The surface of the comet heated up as a result of its close proximity to the Sun, allowing Nicolas Biver and his colleagues at the Paris Observatory to use the Institut de Radioastronomie Millimétrique (IRAM) 30-metre radio telescope in Sierra Nevada, Spain, to examine the emission spectra of the gases released in the process. Different gases emit electromagnetic radiation at different frequencies when energised, allowing their signatures to be uniquely determined.
The analysis revealed 21 organic compounds, the presence of most of which was unremarkable. However, two of the compounds have never before been detected on a comet: glycoaldehyde, a simple sugar molecule, and ethanol, otherwise known as drinking alcohol. Impressively, Lovejoy was releasing the equivalent of “at least 500 bottles of wine every second during its peak activity.”

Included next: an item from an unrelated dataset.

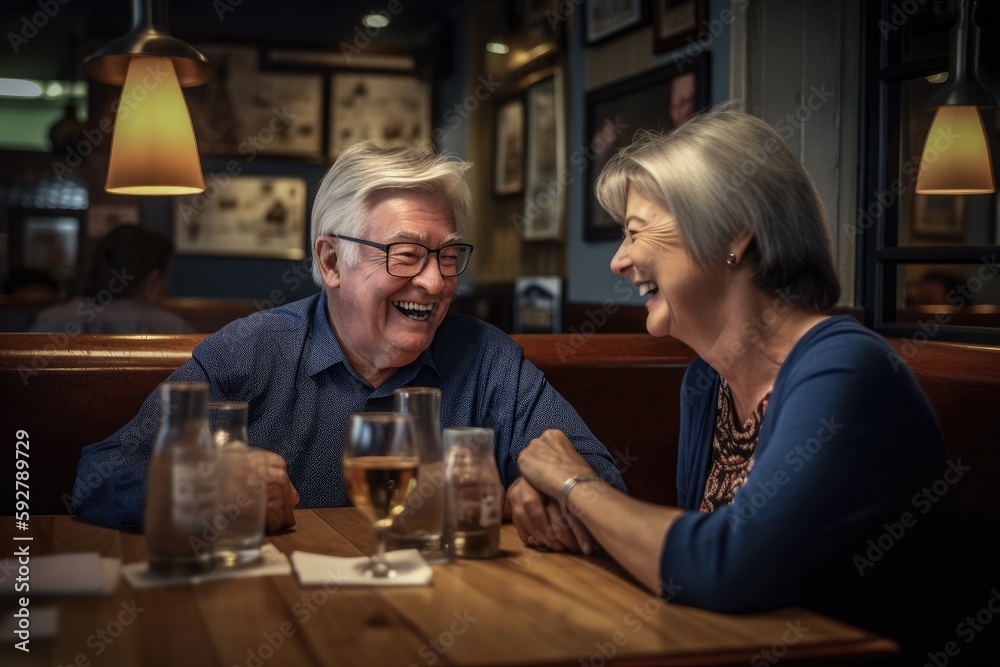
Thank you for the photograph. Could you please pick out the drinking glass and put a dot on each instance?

Examining the composition of comets can be informative because they carry relatively pristine samples of material from the early solar system. In fact, comets could be the reason behind life on Earth. Biological organisms could have originated from molecules delivered directly to the planet’s surface, or perhaps from more complex organic compounds synthesised during the comet’s impact with the planet.
According to Fred Goesmann, from the Max Planck Institute for Solar System Research, “we are just at the beginning of detecting complicated molecules in space. It could well turn out that such material is nothing special at all.” Analysis of the composition of comets could help us to figure out why we exist; Lovejoy’s sugary, alcoholic outbursts may be the tip of the iceberg.